RETAILERS
HBCo / Louther Meyer's Grist Mill
Early on, Hudson's Bay Company employees at Fort Colvile located a flour grist mill at the falls pictured above on the Colville River. The historic location is approximately two miles shy where that river tributaries into the Columbia River just below the Shokwitnu (anglicized: Kettle Falls). The site of this first interior flour grist mill is at the southerly fringe of the present city of Kettle Falls, approximately three miles from Fort Colvile's historic site. These falls have retained the geographic name of Meyers Falls.
Louther Meyers purchased these grist mill operations about 1869--some time after HBCo had moved its operations north of the new international border into Canada. He also owned and operated a trading post and saw mill near by. A fledgling pioneer hamlet grew up about his retail operations there named, "Meyers Falls".
Ref.: "The Late, Great Meyers Falls:: The Annexation of Meyers Falls", by Eryn Baumgart.,
on-line access: <https://www.Spokane Historical.org> November 11, 2021
Marcus Oppenheimer's Store
About 1862, US American-Jewish retail merchant Marcus Oppenheimer came up from Walla Walla, W.T., and located a store in one of the above emptied cabins to supply gold prospectors. These barrack cabins had been vacated the previous year by the Royal British Boundary Commission's survey brigade which had been constructed just a couple miles to the north of Fort Colvile.

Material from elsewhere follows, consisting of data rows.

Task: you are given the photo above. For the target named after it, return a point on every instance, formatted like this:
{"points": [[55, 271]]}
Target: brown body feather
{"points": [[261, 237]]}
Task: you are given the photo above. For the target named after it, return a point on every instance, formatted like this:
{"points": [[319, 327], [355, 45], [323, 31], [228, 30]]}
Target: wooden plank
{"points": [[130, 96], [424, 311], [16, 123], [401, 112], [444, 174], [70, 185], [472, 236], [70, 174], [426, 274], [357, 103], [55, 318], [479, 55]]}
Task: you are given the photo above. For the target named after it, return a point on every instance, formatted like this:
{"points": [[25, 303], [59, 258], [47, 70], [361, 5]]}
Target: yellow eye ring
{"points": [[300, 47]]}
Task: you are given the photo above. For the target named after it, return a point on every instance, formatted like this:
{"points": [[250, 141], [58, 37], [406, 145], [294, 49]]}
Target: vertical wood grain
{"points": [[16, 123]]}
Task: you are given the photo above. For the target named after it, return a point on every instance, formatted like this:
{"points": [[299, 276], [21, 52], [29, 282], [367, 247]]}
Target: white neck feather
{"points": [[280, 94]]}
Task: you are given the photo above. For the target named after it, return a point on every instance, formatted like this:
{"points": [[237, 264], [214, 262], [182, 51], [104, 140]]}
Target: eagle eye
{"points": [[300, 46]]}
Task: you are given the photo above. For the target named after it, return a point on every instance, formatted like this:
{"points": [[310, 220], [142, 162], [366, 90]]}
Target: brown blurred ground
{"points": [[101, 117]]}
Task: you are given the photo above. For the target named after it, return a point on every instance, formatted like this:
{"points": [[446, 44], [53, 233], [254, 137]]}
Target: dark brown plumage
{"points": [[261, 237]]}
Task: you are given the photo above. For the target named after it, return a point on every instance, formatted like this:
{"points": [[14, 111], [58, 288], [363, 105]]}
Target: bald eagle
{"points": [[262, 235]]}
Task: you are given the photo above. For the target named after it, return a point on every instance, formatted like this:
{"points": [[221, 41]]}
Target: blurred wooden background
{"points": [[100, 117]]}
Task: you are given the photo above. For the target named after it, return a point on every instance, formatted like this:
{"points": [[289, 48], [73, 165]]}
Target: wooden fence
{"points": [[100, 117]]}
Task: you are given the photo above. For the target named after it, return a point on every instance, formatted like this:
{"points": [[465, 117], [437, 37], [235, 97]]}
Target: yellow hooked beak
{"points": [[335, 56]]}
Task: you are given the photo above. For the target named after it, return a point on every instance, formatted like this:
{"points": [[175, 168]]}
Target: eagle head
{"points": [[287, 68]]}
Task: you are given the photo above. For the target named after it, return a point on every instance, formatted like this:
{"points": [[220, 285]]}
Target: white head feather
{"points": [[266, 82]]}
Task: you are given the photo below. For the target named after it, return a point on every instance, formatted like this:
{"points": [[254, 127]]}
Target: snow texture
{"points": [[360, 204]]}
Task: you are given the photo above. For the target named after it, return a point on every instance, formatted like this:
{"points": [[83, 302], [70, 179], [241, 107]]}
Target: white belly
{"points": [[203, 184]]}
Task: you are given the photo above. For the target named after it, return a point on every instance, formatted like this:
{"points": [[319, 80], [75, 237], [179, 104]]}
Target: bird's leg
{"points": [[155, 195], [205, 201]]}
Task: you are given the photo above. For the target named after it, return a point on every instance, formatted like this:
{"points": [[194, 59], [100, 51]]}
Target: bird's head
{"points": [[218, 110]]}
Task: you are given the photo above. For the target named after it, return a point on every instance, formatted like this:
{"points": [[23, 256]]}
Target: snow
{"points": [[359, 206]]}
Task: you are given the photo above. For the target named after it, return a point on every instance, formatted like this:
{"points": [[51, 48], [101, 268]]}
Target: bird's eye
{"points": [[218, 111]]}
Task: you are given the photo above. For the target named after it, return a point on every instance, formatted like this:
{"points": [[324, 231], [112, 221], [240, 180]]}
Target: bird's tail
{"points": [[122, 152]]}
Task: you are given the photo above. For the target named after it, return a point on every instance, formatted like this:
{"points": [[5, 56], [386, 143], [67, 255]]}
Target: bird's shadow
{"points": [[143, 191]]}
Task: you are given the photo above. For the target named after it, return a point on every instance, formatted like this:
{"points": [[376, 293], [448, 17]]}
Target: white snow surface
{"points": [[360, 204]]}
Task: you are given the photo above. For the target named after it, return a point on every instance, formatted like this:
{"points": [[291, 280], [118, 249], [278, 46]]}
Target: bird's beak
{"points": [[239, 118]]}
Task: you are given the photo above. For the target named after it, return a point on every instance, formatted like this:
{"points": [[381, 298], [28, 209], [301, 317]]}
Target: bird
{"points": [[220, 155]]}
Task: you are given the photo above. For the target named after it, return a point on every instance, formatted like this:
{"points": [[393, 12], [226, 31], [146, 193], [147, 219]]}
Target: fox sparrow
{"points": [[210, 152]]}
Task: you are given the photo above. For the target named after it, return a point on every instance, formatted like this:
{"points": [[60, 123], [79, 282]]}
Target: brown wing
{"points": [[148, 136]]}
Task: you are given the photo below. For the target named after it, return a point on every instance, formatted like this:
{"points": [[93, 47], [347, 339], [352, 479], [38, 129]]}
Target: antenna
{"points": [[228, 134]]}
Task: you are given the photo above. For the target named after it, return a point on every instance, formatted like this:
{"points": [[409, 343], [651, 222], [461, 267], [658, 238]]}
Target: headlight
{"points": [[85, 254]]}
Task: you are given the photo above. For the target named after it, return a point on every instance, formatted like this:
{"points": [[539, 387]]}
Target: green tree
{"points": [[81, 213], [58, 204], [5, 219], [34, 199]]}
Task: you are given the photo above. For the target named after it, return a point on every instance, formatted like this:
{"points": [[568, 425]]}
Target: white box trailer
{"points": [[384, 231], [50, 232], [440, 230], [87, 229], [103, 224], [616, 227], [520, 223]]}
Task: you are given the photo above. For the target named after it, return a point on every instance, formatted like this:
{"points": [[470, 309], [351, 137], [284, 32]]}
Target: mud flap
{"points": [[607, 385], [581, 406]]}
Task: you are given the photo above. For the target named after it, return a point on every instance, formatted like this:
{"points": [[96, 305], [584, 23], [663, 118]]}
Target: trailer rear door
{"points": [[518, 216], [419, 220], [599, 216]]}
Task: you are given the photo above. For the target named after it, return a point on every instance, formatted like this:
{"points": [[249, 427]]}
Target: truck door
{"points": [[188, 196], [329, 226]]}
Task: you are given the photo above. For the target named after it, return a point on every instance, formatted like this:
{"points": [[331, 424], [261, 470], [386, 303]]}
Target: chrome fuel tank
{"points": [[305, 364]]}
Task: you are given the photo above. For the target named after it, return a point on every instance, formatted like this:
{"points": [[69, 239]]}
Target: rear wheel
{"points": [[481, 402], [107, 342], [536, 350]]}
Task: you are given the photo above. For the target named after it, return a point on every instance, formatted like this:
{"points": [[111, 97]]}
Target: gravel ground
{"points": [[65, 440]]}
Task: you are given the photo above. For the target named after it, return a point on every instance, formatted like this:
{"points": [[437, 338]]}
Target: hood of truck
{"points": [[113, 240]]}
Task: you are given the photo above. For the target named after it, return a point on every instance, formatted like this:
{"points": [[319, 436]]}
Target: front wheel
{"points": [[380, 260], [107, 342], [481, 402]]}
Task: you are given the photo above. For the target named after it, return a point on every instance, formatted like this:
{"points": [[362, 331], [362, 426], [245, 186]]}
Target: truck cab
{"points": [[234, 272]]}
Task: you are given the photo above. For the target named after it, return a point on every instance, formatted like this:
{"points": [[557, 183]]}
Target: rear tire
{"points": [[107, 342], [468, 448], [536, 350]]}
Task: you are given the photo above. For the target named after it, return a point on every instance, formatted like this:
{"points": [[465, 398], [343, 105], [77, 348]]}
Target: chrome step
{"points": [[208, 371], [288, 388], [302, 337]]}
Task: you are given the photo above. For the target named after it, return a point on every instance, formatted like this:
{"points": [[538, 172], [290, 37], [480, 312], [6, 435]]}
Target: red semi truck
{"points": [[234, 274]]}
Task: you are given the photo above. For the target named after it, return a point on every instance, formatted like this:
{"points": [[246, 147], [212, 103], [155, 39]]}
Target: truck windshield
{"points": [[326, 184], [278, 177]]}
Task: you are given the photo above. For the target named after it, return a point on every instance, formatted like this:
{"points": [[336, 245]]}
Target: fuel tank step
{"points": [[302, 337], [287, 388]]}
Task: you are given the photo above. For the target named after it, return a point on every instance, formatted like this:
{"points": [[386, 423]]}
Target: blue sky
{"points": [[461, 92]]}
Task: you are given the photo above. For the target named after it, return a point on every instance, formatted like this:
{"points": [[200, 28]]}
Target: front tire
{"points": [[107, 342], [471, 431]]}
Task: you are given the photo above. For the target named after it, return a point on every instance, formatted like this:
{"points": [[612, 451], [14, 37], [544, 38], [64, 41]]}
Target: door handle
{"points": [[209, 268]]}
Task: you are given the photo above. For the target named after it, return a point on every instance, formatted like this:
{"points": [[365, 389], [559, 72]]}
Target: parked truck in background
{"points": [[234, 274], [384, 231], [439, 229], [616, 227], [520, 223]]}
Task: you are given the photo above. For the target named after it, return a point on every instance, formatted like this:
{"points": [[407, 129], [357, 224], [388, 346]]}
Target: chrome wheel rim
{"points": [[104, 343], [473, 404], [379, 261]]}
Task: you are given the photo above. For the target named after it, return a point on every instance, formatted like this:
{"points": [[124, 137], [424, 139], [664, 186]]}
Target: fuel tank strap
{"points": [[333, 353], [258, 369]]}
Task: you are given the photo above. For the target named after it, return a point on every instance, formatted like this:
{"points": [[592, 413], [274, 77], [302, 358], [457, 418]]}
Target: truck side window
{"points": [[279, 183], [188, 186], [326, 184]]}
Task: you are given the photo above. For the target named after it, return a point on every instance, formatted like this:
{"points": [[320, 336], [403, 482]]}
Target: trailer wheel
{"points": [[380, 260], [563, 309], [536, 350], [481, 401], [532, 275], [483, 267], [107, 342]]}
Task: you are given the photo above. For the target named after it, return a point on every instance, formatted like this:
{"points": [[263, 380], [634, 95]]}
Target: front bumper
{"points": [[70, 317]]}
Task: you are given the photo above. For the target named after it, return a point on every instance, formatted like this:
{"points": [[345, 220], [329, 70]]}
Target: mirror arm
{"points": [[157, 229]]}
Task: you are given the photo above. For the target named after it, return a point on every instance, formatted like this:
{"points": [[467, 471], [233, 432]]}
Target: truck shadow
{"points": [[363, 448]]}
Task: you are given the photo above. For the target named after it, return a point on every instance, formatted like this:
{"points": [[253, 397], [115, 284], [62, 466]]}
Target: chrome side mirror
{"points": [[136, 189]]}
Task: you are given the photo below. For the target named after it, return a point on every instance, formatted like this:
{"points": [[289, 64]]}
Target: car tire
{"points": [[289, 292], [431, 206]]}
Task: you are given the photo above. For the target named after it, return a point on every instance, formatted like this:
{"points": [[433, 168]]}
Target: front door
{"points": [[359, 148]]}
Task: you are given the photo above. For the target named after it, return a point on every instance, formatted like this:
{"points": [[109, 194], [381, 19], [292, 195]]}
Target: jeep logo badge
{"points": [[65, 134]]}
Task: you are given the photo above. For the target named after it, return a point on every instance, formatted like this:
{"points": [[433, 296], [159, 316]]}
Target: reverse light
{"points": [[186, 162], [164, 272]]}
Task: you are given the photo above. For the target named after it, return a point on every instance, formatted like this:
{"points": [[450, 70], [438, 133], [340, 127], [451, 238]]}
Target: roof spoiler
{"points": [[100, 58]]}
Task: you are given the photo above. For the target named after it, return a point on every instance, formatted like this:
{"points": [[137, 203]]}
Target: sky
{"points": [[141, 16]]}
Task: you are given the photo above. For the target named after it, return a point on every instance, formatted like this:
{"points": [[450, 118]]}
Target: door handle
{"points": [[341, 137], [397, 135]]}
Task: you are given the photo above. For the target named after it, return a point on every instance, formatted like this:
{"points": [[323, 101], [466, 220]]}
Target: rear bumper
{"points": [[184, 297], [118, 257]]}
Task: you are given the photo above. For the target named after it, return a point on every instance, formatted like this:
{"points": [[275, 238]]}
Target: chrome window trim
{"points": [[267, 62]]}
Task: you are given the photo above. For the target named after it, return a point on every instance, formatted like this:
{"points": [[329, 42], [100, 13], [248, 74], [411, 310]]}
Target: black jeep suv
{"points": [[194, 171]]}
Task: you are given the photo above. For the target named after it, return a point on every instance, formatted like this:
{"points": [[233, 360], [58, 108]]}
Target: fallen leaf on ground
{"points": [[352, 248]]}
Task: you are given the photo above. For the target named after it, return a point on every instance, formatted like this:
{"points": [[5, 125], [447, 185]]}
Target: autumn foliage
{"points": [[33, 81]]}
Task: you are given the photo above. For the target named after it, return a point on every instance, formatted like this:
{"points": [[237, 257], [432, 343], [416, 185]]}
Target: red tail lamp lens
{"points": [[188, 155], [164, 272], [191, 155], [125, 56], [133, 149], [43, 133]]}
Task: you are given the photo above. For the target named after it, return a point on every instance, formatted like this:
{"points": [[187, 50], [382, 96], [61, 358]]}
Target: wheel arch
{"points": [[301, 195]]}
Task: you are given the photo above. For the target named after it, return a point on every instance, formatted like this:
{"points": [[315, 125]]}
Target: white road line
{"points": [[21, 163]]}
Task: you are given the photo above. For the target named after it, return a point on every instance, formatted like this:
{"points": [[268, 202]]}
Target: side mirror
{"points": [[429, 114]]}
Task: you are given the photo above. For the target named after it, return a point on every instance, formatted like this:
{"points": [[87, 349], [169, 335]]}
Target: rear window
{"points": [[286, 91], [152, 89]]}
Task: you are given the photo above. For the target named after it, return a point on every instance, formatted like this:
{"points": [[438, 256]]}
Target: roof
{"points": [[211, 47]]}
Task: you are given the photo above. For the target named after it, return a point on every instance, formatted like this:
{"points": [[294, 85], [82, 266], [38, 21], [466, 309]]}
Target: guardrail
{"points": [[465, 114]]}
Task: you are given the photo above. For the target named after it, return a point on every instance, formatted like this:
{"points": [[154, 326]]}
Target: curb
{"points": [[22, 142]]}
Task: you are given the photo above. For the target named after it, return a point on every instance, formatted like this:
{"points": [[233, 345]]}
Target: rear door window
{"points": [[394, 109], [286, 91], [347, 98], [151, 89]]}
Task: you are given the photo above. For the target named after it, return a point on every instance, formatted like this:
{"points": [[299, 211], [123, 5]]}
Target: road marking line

The southerly trail to the HBCo fort may be seen over the cabin rooftops in the photograph's left background as can the flowing Columbia River in the mid-right. As there was no longer a fort mail stop after HBCo's move to Fort Steele just north of the international border, mail was left at Marcus' store. The mail stop thus assumed his first name as did the town hamlet to which these cabins gave birth.